Second International Conference on Spoken Language Processing (ICSLP'92)
Banff, Alberta, Canada
This paper describes a real-time speaker-independent continuous speech recognition system. In order to achieve speaker-independent continuous speech recognition with real-time response, demi-syllable speech units, a bundle search algorithm, and multi-processing techniques were used. The use of demisyllables allows all transitions between phonemes to be represented, thus improving the recognition accuracy. Bundle search is a frame synchronous technique used with Viterbi search to reduce the computational load needed to search the finite state grammar network used. The search process is divided into three pipelined stages : frame-level likelihood calculation, word-level search and sentence level network search.
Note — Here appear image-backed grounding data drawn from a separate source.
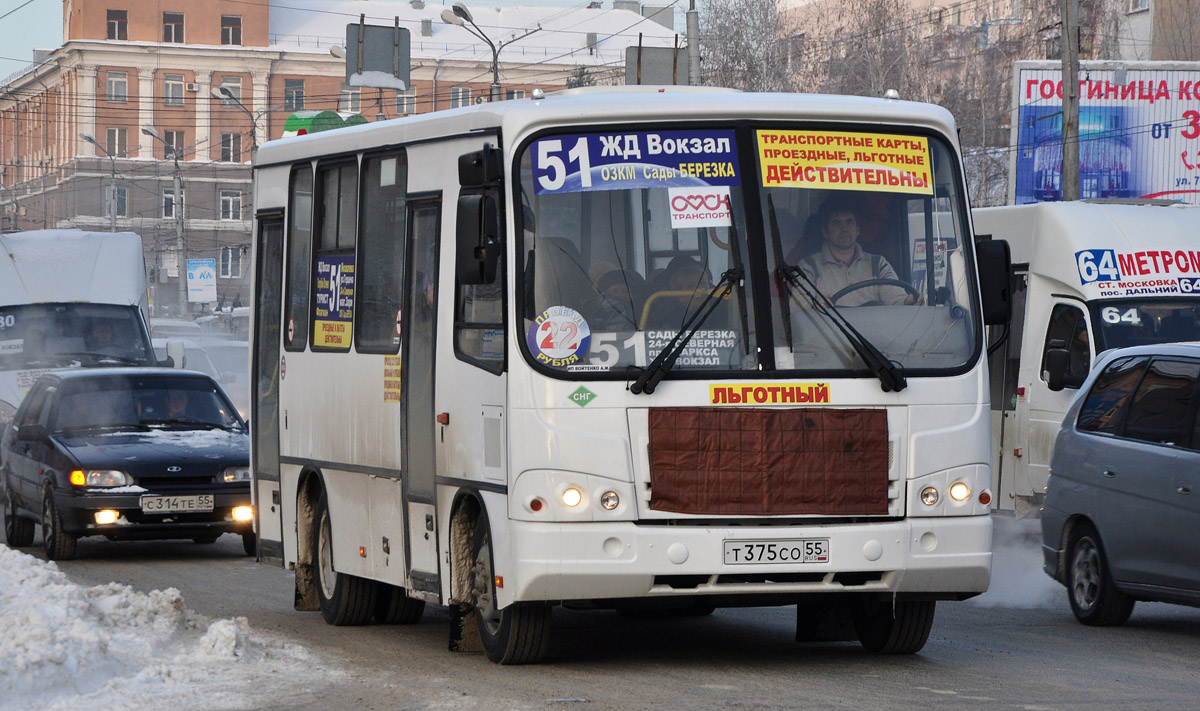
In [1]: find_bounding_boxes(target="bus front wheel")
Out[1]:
[852,598,935,654]
[471,516,551,664]
[313,492,376,626]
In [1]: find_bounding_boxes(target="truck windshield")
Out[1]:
[0,303,154,369]
[1089,299,1200,351]
[516,126,977,378]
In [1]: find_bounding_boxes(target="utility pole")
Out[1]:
[687,0,701,86]
[174,163,185,315]
[1061,0,1080,201]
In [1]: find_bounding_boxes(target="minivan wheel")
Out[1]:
[41,491,77,560]
[1066,522,1134,626]
[4,492,35,547]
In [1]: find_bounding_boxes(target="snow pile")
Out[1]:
[0,546,318,711]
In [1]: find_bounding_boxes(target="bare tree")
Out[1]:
[698,0,799,91]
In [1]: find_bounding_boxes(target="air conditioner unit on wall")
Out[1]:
[185,82,200,92]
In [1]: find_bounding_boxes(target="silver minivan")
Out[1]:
[1042,342,1200,625]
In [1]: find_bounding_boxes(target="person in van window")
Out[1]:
[88,320,129,357]
[797,193,916,307]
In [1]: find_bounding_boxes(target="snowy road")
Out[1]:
[5,516,1200,710]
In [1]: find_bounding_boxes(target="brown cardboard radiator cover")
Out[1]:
[648,407,889,516]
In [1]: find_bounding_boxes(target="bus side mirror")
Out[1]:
[458,146,503,187]
[1045,339,1070,392]
[456,192,501,285]
[975,239,1012,326]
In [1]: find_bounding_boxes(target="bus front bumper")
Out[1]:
[501,515,992,605]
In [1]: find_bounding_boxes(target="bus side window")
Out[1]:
[1042,304,1091,387]
[285,165,314,352]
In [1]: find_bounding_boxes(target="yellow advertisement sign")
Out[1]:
[383,355,402,403]
[709,382,830,406]
[757,130,933,195]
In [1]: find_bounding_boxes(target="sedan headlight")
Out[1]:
[222,466,251,483]
[71,469,132,487]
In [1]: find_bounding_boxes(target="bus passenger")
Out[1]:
[797,194,916,307]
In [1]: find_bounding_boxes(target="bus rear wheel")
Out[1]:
[472,516,551,664]
[852,598,935,654]
[313,492,375,625]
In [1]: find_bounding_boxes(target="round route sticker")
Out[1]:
[527,306,591,368]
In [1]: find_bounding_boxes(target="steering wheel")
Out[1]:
[830,278,921,305]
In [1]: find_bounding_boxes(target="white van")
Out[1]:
[0,230,159,427]
[974,199,1200,515]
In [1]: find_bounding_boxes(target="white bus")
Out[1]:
[249,87,1011,663]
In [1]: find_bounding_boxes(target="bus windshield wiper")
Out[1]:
[776,265,908,393]
[630,268,742,395]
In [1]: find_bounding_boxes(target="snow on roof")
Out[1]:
[0,546,323,709]
[269,1,682,68]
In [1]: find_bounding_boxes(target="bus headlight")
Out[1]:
[600,491,620,510]
[948,481,972,502]
[561,487,582,508]
[920,486,939,506]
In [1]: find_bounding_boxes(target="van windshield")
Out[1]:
[0,304,154,369]
[516,125,978,379]
[1089,299,1200,351]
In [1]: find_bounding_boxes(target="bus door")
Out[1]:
[402,197,442,597]
[251,211,286,564]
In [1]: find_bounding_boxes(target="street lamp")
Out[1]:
[142,125,187,317]
[440,2,540,103]
[80,133,117,232]
[211,86,259,155]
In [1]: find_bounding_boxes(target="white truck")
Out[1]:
[974,199,1200,515]
[0,230,160,428]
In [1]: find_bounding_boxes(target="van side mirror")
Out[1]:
[1045,339,1070,392]
[456,192,501,285]
[975,238,1012,326]
[16,423,46,441]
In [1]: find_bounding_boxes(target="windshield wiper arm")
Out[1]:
[630,268,742,395]
[777,265,908,393]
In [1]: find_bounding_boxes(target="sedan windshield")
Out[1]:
[53,374,242,432]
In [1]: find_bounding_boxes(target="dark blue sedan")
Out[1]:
[1,368,253,559]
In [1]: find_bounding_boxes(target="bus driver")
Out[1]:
[797,194,917,307]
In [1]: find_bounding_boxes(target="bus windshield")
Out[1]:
[516,126,977,378]
[1089,299,1200,351]
[0,303,154,369]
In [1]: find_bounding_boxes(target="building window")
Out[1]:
[395,89,415,115]
[106,71,127,102]
[163,188,185,219]
[1128,0,1148,11]
[218,77,242,105]
[450,86,471,108]
[163,74,184,106]
[220,191,242,221]
[284,79,305,110]
[163,12,184,43]
[220,246,242,277]
[221,15,242,45]
[164,130,184,160]
[220,133,242,162]
[340,87,361,113]
[505,88,525,100]
[105,127,127,157]
[105,185,127,218]
[107,10,127,40]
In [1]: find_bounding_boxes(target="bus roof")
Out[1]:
[253,87,961,168]
[972,200,1200,300]
[0,230,148,306]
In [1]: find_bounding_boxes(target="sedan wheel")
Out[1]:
[5,492,35,547]
[41,492,77,560]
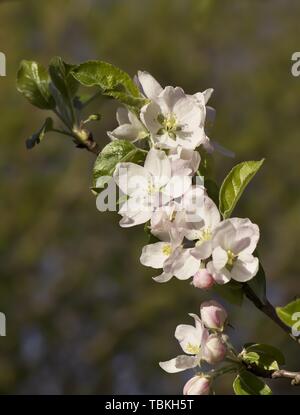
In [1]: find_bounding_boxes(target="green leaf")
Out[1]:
[26,117,53,149]
[213,280,244,306]
[49,56,79,99]
[71,60,147,107]
[93,140,146,190]
[245,262,267,304]
[241,343,285,373]
[233,370,272,395]
[219,159,265,219]
[276,298,300,328]
[17,60,55,109]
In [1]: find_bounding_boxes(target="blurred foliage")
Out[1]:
[0,0,299,394]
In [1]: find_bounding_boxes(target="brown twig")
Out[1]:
[272,369,300,385]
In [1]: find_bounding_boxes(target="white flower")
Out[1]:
[113,148,191,228]
[140,225,199,283]
[141,86,206,150]
[186,195,221,260]
[107,107,148,142]
[207,218,260,284]
[159,313,209,373]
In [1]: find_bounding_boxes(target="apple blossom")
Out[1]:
[200,300,228,330]
[186,195,221,259]
[206,218,260,284]
[183,375,211,396]
[140,87,207,150]
[140,225,199,283]
[159,313,209,373]
[113,148,191,227]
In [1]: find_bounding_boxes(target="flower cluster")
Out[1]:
[160,300,230,395]
[111,72,260,286]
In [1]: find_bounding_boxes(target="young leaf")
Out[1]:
[219,159,265,219]
[49,56,79,99]
[93,140,146,190]
[276,298,300,328]
[241,343,285,373]
[17,60,55,109]
[233,370,272,395]
[26,117,53,149]
[71,61,147,108]
[213,280,244,306]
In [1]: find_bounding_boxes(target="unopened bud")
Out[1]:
[192,269,215,289]
[200,300,227,330]
[183,375,211,395]
[202,334,227,364]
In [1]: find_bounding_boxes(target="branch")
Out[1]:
[272,369,300,385]
[243,284,300,346]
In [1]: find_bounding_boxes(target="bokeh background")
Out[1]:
[0,0,299,395]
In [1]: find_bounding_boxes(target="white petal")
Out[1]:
[191,240,212,260]
[177,127,206,150]
[158,86,185,113]
[153,271,173,283]
[159,355,198,373]
[137,70,163,100]
[140,102,161,134]
[173,97,202,129]
[230,218,260,254]
[202,88,214,104]
[119,210,153,228]
[212,246,228,270]
[108,124,140,141]
[144,149,171,187]
[175,324,202,354]
[163,174,192,199]
[171,248,200,280]
[116,107,129,125]
[114,162,150,196]
[140,242,170,269]
[230,254,259,282]
[212,220,237,250]
[201,196,221,230]
[118,197,153,227]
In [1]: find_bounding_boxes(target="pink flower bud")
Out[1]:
[192,269,215,289]
[183,375,211,395]
[200,300,227,330]
[202,334,227,364]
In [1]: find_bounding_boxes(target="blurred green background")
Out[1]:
[0,0,299,395]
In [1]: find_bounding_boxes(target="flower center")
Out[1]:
[226,249,237,271]
[162,244,172,256]
[157,113,181,139]
[186,343,201,354]
[147,181,160,195]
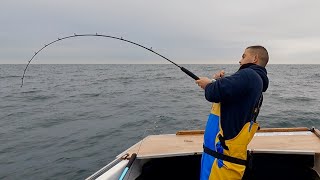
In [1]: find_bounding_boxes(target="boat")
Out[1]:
[86,127,320,180]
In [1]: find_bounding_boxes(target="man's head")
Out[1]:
[239,45,269,67]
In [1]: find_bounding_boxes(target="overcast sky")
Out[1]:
[1,0,320,64]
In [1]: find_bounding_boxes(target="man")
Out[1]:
[196,46,269,180]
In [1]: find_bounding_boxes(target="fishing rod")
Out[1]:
[21,33,199,87]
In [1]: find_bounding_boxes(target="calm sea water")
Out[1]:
[1,64,320,180]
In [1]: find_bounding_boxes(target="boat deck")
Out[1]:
[120,127,320,159]
[114,127,320,179]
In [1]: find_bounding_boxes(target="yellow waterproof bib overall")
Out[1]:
[200,103,259,180]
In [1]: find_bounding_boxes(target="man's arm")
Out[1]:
[195,70,225,89]
[204,70,250,103]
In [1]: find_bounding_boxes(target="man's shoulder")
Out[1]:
[238,67,255,73]
[238,67,261,77]
[232,68,262,84]
[233,68,255,78]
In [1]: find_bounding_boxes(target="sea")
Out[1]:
[1,64,320,180]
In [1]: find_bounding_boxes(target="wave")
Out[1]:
[21,90,43,94]
[79,93,101,97]
[0,75,22,79]
[305,73,320,79]
[276,96,315,103]
[23,95,57,101]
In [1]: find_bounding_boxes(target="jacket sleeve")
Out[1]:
[204,69,250,103]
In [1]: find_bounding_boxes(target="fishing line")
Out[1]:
[21,33,199,87]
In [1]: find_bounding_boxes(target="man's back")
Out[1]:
[204,64,269,139]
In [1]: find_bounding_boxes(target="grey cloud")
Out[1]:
[1,0,320,64]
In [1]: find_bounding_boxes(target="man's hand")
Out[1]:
[196,77,212,89]
[213,70,225,80]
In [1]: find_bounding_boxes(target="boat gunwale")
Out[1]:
[176,127,313,135]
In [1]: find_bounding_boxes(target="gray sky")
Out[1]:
[1,0,320,64]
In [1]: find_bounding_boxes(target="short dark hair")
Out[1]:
[246,45,269,67]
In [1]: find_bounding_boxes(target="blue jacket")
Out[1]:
[204,63,269,140]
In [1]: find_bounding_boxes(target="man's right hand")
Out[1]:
[213,70,225,80]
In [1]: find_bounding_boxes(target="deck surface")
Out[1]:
[122,129,320,159]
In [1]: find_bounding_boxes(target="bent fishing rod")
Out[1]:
[21,33,199,87]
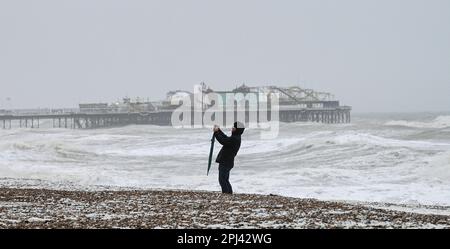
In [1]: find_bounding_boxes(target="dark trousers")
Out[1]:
[218,164,233,194]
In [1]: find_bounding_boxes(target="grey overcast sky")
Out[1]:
[0,0,449,112]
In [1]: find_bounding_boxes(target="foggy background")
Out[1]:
[0,0,449,112]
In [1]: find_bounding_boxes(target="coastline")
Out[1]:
[1,187,449,229]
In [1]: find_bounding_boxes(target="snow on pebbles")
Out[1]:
[0,188,449,229]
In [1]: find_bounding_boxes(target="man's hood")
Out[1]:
[232,122,245,136]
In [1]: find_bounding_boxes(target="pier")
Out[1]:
[0,84,351,129]
[0,106,351,129]
[0,112,173,129]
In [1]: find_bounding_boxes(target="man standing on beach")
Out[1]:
[213,122,245,194]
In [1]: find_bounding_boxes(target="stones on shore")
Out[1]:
[0,188,449,229]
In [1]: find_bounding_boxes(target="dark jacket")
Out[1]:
[214,128,243,168]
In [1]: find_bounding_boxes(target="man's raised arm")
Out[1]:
[213,126,233,146]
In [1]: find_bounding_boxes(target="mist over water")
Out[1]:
[1,112,450,206]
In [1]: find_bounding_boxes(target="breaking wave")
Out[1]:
[385,115,450,129]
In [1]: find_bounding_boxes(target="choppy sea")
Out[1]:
[1,112,450,207]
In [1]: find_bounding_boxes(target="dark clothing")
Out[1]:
[214,125,244,195]
[214,128,242,168]
[218,164,232,194]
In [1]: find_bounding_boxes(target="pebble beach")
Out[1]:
[1,187,449,229]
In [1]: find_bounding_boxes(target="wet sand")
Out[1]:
[0,188,449,229]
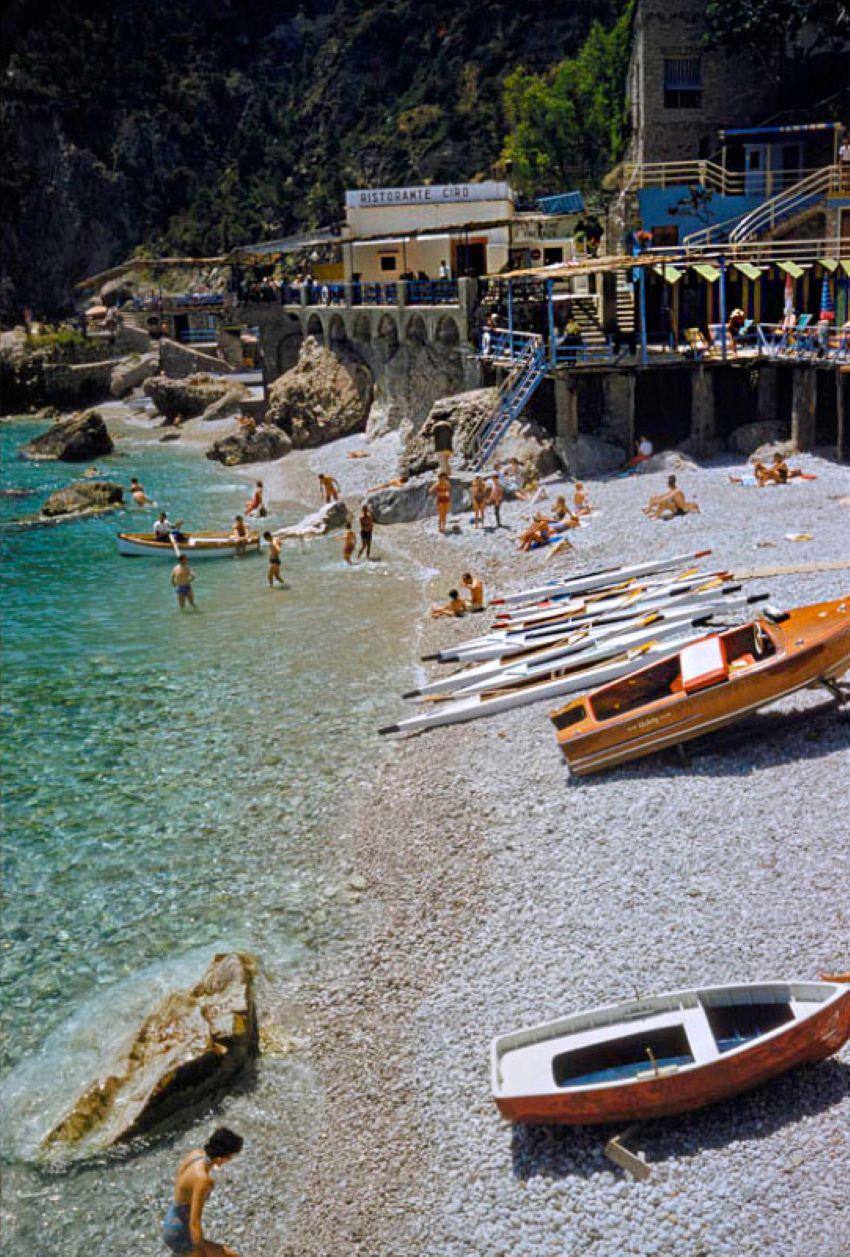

Each of these three pipelined stages is further split into several sub-processes. These processes are run in parallel on a multi-processor machine. Real-time performance was achieved in the evaluation experiments using a 500 word vocabulary. 83.0% sentence accuracy and 95.5% word recognition accuracy were achieved.
Bibliographic reference. Koga, Shinji / Isotani, Ryosuke / Tsukada, Satoshi / Yoshida, Kazunaga / Hatazaki, Kaichiro / Watanabe, Takao (1992): "A real-time speaker-independent continuous speech recognition system based on demi-syllable units", In ICSLP-1992, 1483-1486.